Kamau’s mother, Ayisat Idris-Hosch, broke down, collapsing at the waist as she absorbed the reality of her son’s death.

“I can’t live through this right now,” Idris-Hosch said.

Kamau was the eldest of her two sons, Idris-Hosch said, and the two boys were the best of friends.

“We were a four-pack,” she said. “Anyone who knew us knew if you saw one you saw the four of us. We were always together. He was his father’s shadow, and he was my heart.”

The group of young campers was taken to a rock ledge for lunch and afterwards permitted to splash in a shallow creek, a camp spokesman said Monday. Kamau’s parents said they would never have allowed their son to go swimming without a life jacket because he couldn’t swim.

When the group gathered to leave the creek area, the adults realized one child was missing. A call to 911 was placed and city workers began searching for the boy at 12:27 p.m., according to Chattahoochee Hills City Manager Robert Rokovitz. A volunteer found the boy at 12:54 p.m.

Steve Hurwitz, a spokesman for the camp, said Kamau was found, “in a pool of water in an area that had not been visited by the group.”

But while the boy was missing, no one from the camp alerted his parents, the family said Monday. Benjamin Hosch II said Monday he could have been on site within 10 minutes if someone had called him to say his son was missing.

“He shouldn’t have been alone,” Hosch said.

After the boy was pulled from the water, emergency workers gave the boy CPR and took him by ambulance to Children’s Healthcare of Atlanta at Hughes Spalding. When Hosch got to the hospital, he said his son had a faint pulse.

“Daddy’s right here,” he told Kamau.

With tears streaming down his face, Hosch described his final minutes with his son.

“He was cold,” Hosch said.

It would be 30 hours before a trustee from the camp called the parents, Hosch said. By then, the parents and a detective had visited the site where the boy drowned.

The family’s attorney, Chris Stewart, called the boy’s death an example of “gross, insane negligence” and said he plans to file a lawsuit against the camp.

Idris-Hosch said no parent should be left feeling as broken and cheated, robbed of their child by a negligent day care. As she fell into her husband’s arms, she said she simply couldn’t go on.

“I’m so broken,” she said.

— Staff writer Lauren Foreman contributed to this article.


While most parents are preparing to send their kids back to school, here are things to consider when selecting camp programs:

1. Is the camp licensed by the Department of Early Care and Learning (DECAL)? If so, the program is required to adhere to all state regulations for health, safety, supervisions, physical space and much more. You can also look up their inspection reports on DECAL’s website. It is available at

2. If not, find out if they filed for an “exemption from licensing.” They must inform parents about their exemption and are supposed to display a sign around the front of the building or desk.

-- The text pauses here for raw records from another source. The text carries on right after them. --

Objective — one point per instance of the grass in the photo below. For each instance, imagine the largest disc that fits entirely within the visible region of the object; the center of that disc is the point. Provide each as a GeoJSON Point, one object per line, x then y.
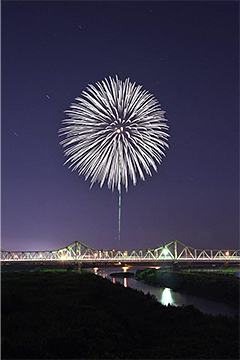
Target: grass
{"type": "Point", "coordinates": [78, 315]}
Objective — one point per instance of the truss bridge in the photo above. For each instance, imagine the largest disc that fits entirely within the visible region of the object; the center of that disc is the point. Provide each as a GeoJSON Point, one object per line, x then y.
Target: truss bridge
{"type": "Point", "coordinates": [78, 252]}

3. What is the camper-to-teacher ratio for the majority of the day?

4. How do they handle supervision of children and discipline issues?

5. What age groups will be combined together? (If you have a younger child, you may not want them mixed with older children.)

6. What is the schedule for the program, what will they be doing each day? Review how much is downtime versus planned activities.

7. Ask the qualifications of the teacher, including age, training and years working with children. Especially ask who has First Aid and CPR training.

8. Does all staff have satisfactory and up-to-date criminal background checks?

9. What is the policy for handling injuries and illness?

10. What does the physical space and outside play area look like? Can children wander away or can outsiders reach them? Are there fences, locks or other precautions?

11. Do the campers go swimming or near water? Do they take swim proficiency tests? Is there a lifeguard on duty? What are the ratios for supervision in water?

12. What insurance does the program carry? Do they have liability insurance?